2Nous avons donc voulu faire du jeu une réalité. Nous l’avions déjà fait, à vrai dire, puisque durant deux ans, à la suite d’une rencontre que j’avais organisée en 1982, avec le président Senghor à l’université de Bretagne occidentale et un groupe de chercheurs sénégalais, cinq chercheurs africains et malgaches avaient procédé à l’ethnologie de différentes régions françaises. De cette action difficile et, par certains côtés, dramatique, la presse française et européenne a largement rendu compte. La brutalité de la confrontation, les nombreux malentendus qui en surgirent, entre institutions et chercheurs français d’une part, institutions et chercheurs africains d’autre part, entre eux et le public, français ou africain, entre eux et la presse, tout cela, et jusqu’à la tension extrême des débats qui conclurent, à Bamako, cette première expérience, montra que du jeu à la réalité, il y a une grande distance, celle qui donne au regard de l’autre toute sa violence.

3Mon propos n’est pas ici d’entrer dans le récit de cette expérience, mais d’en considérer les principaux traits et l’enseignement qu’on peut en tirer. Elle fit apparaître, en premier, combien la situation des chercheurs africains différait de celle des ethnologues européens sur le terrain exotique.

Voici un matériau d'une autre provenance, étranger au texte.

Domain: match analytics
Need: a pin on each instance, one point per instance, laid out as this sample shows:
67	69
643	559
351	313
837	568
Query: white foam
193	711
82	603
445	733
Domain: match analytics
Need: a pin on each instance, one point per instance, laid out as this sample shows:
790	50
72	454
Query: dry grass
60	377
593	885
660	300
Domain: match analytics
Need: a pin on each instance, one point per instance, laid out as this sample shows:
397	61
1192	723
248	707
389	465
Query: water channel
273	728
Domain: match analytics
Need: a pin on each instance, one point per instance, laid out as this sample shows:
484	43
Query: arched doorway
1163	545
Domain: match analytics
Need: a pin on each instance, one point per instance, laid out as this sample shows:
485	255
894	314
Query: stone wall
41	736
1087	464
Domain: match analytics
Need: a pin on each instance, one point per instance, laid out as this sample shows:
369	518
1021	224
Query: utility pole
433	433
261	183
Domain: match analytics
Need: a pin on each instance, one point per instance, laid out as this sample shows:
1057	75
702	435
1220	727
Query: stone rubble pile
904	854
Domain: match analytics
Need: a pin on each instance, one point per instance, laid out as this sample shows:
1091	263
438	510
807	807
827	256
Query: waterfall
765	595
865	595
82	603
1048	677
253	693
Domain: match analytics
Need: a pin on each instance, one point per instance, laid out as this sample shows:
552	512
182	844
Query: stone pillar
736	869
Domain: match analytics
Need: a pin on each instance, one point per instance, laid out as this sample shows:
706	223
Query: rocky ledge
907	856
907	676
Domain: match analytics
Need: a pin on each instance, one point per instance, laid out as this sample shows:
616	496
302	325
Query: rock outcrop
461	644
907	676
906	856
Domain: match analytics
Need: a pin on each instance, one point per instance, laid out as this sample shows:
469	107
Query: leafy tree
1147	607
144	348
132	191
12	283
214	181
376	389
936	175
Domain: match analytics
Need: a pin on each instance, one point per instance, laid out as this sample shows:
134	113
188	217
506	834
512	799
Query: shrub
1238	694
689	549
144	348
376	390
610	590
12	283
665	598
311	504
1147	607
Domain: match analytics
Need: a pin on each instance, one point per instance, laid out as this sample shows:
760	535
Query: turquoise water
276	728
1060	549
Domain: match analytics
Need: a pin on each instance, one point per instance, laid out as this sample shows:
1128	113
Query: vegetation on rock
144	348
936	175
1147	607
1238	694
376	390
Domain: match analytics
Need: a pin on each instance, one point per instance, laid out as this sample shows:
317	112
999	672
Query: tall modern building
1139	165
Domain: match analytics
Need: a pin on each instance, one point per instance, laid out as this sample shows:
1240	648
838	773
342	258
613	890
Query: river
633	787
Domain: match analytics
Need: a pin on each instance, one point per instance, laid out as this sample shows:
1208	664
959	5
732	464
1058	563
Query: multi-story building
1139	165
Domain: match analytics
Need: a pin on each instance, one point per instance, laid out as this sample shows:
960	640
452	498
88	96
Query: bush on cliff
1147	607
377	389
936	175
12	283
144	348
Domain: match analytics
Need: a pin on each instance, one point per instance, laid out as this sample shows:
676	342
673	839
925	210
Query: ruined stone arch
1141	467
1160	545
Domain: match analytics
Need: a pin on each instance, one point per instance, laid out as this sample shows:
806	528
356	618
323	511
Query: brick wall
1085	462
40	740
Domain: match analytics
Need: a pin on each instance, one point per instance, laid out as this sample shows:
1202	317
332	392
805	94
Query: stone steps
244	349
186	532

Leur vision et leurs commentaires de la société française ne sont pas d’abord réservés, comme c’est le cas pour les anthropologues occidentaux, à leur propre culture. Ils ont pour premier destinataire et premier public, quoi qu’ils fassent, ceux-là mêmes qu’ils regardent. L’interaction qui les lie à leur objet d’étude est dès lors très différente : ce n’est précisément plus un objet, mais un sujet. Relation intersubjective, dans laquelle ils sont, intensément, exposés eux-mêmes au regard de l’autre.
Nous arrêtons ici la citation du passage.